A day after the world's richest person Jeff Bezos announced fresh $1 billion investment in India, Union Commerce and Industry Minister Piyush Goyal on Thursday said his firm Amazon was not doing a favour to the country by the investments and questioned how the online retailing major could incur such "big" losses but for its predatory pricing.
Goyal, who has not yet given Bezos an audience, said e-commerce companies have to follow Indian rules in letter and spirit and not find loopholes to make a back-door entry into multi-brand retail segment. It has been speculated that both Goyal and PM Modi were not meeting Bezos not just because Amazon faces protests from traders in India, but also because the government was unhappy with the Washington Post's criticism of the government. Bezos is the main investor of Washington Post.

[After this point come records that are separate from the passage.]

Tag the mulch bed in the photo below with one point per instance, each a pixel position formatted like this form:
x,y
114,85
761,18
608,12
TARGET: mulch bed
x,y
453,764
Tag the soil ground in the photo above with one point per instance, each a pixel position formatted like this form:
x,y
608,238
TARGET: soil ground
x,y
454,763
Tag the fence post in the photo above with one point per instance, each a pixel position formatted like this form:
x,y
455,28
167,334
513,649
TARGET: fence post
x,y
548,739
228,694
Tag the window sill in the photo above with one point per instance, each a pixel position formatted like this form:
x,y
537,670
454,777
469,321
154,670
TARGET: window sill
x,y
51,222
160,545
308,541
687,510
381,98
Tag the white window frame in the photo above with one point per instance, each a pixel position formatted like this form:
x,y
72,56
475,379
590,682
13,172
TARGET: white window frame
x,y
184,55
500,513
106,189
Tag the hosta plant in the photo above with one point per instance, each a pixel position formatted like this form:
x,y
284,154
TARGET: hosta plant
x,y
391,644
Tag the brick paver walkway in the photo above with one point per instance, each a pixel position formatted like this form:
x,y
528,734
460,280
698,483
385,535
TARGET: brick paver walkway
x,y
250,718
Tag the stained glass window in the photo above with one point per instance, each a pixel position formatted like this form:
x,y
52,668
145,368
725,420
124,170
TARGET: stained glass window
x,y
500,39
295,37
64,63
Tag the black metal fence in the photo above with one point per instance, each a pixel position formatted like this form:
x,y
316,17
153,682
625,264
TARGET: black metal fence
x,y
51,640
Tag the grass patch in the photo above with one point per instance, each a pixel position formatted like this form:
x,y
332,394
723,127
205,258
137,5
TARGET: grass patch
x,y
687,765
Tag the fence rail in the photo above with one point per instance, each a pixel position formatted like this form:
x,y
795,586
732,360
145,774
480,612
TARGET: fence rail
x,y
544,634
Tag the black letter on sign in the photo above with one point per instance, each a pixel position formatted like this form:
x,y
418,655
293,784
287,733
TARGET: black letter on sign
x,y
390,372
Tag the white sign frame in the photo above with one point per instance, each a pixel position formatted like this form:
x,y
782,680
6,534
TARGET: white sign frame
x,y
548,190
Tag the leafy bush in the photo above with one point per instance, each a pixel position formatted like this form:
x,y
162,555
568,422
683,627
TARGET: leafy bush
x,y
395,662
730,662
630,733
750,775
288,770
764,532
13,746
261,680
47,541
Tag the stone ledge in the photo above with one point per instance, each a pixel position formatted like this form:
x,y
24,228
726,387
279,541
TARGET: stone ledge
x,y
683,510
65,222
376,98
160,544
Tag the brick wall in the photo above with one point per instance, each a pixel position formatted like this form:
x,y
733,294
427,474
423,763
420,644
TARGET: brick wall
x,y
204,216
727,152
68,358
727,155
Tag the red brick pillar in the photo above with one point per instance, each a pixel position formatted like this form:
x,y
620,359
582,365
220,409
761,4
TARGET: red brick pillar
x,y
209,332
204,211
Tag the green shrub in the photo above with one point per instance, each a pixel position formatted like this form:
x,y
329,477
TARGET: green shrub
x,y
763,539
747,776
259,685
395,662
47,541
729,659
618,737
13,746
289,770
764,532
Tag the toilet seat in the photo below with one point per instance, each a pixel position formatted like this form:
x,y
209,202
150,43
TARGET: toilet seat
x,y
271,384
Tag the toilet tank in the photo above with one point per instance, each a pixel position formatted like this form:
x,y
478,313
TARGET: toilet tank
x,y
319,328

India does not allow foreign investment beyond 49% in multi-brand retailing and has not yet approved any application of overseas retailers.

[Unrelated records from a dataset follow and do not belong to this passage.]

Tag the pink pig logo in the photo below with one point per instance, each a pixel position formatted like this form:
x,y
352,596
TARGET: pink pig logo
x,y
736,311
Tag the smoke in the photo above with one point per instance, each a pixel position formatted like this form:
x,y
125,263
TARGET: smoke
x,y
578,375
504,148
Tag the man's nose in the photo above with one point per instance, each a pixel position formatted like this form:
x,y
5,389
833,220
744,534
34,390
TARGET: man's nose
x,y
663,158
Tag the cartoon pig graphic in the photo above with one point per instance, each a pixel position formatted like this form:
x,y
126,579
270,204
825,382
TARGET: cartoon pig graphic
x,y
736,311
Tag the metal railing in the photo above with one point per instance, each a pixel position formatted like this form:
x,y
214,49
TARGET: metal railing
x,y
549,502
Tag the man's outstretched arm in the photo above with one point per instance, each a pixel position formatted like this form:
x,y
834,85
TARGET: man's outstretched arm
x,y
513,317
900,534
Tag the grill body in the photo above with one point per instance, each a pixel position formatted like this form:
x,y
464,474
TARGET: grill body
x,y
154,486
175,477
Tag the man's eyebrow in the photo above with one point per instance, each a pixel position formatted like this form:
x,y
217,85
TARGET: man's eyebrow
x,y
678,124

"They (Amazon) may have put in a billion dollars but if they make a loss of a billion dollars every year, then jolly well will have to finance that billion dollars. So, it is not as if they are doing a favour to India when they invest a billion dollars," he said at the Raisina Dialogue here.

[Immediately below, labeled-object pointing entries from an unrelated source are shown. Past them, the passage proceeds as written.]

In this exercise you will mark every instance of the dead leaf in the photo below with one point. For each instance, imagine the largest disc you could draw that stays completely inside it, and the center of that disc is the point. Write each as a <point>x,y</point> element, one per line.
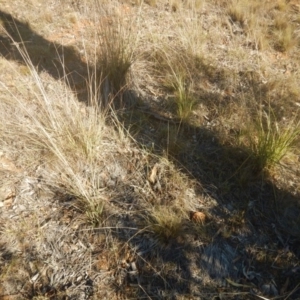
<point>198,217</point>
<point>153,176</point>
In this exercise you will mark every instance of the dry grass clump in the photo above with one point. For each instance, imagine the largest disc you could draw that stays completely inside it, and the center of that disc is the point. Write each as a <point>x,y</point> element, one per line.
<point>88,211</point>
<point>165,223</point>
<point>269,141</point>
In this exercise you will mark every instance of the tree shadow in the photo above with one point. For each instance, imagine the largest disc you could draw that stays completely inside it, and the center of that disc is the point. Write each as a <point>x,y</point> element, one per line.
<point>61,62</point>
<point>257,240</point>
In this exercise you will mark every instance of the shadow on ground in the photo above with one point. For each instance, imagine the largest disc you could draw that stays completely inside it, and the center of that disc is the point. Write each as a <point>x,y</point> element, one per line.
<point>255,236</point>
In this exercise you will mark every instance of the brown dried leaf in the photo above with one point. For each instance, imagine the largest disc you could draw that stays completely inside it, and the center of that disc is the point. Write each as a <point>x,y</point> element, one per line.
<point>153,176</point>
<point>198,217</point>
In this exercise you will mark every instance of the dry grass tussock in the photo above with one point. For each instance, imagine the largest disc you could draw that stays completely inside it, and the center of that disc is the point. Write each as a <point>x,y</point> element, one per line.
<point>149,149</point>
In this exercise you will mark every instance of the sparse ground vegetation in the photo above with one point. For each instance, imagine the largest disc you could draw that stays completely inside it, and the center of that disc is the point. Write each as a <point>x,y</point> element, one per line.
<point>149,149</point>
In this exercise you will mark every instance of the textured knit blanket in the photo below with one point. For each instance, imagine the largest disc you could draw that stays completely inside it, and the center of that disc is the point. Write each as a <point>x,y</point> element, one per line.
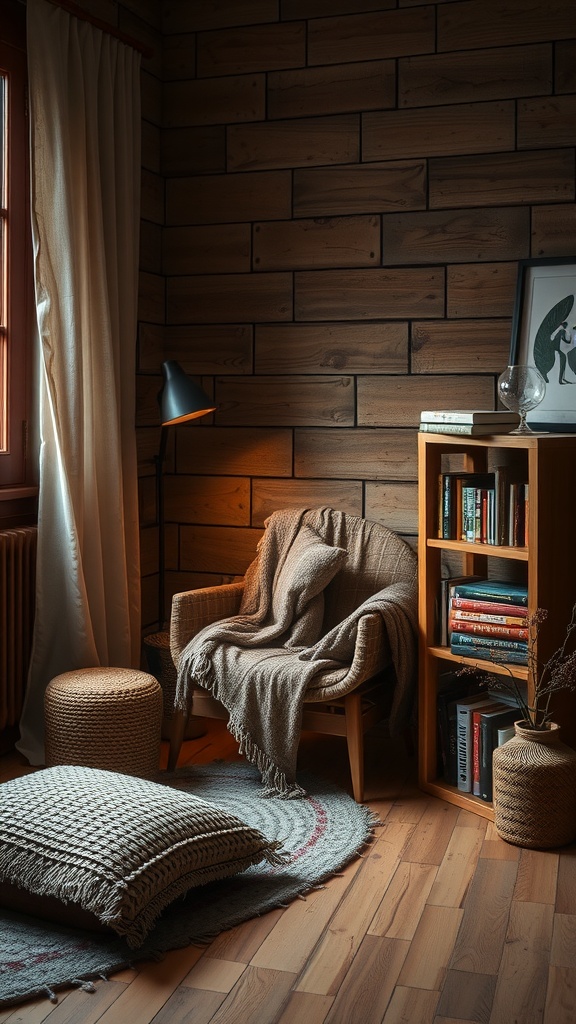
<point>292,637</point>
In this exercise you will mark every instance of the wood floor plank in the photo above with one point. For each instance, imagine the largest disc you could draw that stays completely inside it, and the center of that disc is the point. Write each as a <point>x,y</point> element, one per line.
<point>152,988</point>
<point>404,900</point>
<point>457,867</point>
<point>521,989</point>
<point>432,947</point>
<point>290,944</point>
<point>563,952</point>
<point>496,849</point>
<point>566,895</point>
<point>481,940</point>
<point>561,995</point>
<point>189,1006</point>
<point>411,1005</point>
<point>467,996</point>
<point>368,986</point>
<point>258,997</point>
<point>337,946</point>
<point>214,975</point>
<point>304,1007</point>
<point>430,839</point>
<point>241,942</point>
<point>537,873</point>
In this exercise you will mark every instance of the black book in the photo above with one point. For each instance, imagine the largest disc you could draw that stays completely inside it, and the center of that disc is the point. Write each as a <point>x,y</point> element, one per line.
<point>490,722</point>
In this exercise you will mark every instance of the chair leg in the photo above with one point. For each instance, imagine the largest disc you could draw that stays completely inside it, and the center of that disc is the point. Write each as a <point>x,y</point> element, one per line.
<point>355,739</point>
<point>176,737</point>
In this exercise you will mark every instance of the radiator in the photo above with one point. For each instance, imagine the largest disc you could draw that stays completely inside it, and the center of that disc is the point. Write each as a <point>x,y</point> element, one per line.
<point>17,576</point>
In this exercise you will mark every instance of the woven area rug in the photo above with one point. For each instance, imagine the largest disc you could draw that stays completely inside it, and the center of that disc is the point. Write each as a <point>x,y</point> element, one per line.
<point>322,833</point>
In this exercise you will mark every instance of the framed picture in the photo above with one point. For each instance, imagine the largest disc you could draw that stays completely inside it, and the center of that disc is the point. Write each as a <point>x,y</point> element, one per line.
<point>544,336</point>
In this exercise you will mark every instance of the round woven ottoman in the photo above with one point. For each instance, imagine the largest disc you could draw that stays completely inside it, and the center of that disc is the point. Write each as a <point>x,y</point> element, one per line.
<point>105,718</point>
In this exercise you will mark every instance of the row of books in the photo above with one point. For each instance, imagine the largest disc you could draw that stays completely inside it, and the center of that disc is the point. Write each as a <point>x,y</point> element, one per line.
<point>472,423</point>
<point>485,619</point>
<point>483,508</point>
<point>471,722</point>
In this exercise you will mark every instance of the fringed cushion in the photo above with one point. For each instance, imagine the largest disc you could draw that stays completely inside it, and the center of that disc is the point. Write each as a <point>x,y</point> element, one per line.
<point>119,848</point>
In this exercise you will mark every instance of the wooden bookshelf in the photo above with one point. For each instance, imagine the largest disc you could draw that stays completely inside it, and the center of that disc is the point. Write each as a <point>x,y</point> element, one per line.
<point>547,565</point>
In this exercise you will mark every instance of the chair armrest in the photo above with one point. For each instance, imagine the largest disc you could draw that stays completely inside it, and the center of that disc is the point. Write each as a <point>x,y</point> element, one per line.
<point>194,609</point>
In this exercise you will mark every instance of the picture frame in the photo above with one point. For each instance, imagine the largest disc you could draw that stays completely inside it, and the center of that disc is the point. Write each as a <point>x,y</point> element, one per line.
<point>544,335</point>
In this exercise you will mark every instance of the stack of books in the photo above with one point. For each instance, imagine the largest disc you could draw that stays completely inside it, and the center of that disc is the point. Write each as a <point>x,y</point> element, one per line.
<point>488,619</point>
<point>472,423</point>
<point>471,722</point>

The $1 billion investment by Amazon.com to help bring small and medium businesses online is on the top of USD 5.5 billion funding it had previously announced.
The minister wondered why an e-commerce marketplace model, where a firm provides an IT platform for buyers and sellers, incurring huge losses adding that it needs to be looked upon.
"They are investing money over the last few years also in warehousing and certain other activities, which is welcome and good. But if they are bringing in money largely to finance losses and those losses in an e-commerce marketplace model," Goyal said.
He added that in a fair marketplace model in a turnover of $10 billion dollars, if a company is incurring loss of billion dollars, it "certainly raises questions, where the loss came from".
Goyal said that how can a marketplace make such a big loss unless they are indulging in "predatory pricing or some unfair trade practices".
"These are real questions which need answers and I am sure the authorities who are looking at it seek those answers and I am sure the e-commerce companies will have their say on that," he said.
Fair trade regulator CCI (Competition Commission of India) has recently ordered a probe against e-commerce majors Flipkart and Amazon for alleged malpractices, including deep discounting and tie-ups with preferred sellers on their platforms.
The minister added that India allows foreign investments in e-commerce marketplace model and in this model buyers and sellers are free to trade, but the marketplace player cannot own the inventory, or they cannot determine prices.
There are several established market rules for an e-commerce marketplace business in India and "I think as long as everybody follows these rules, we very much welcome e-commerce into India," he added.
Further, he said that India has strict rules for FDI in multi-brand retail trading and anybody who tries to use the e-commerce marketplace model to get into the multi-brand retail space surreptitiously will have to be questioned and investigated.
"Whether they are doing that or not is a matter of the investigators to decide...whatever (would be their) findings, that should be respected by everybody," Goyal said.
He reiterated that investors have to follow the laws in letter and spirit and do not try to find loopholes within the defined letter of the law.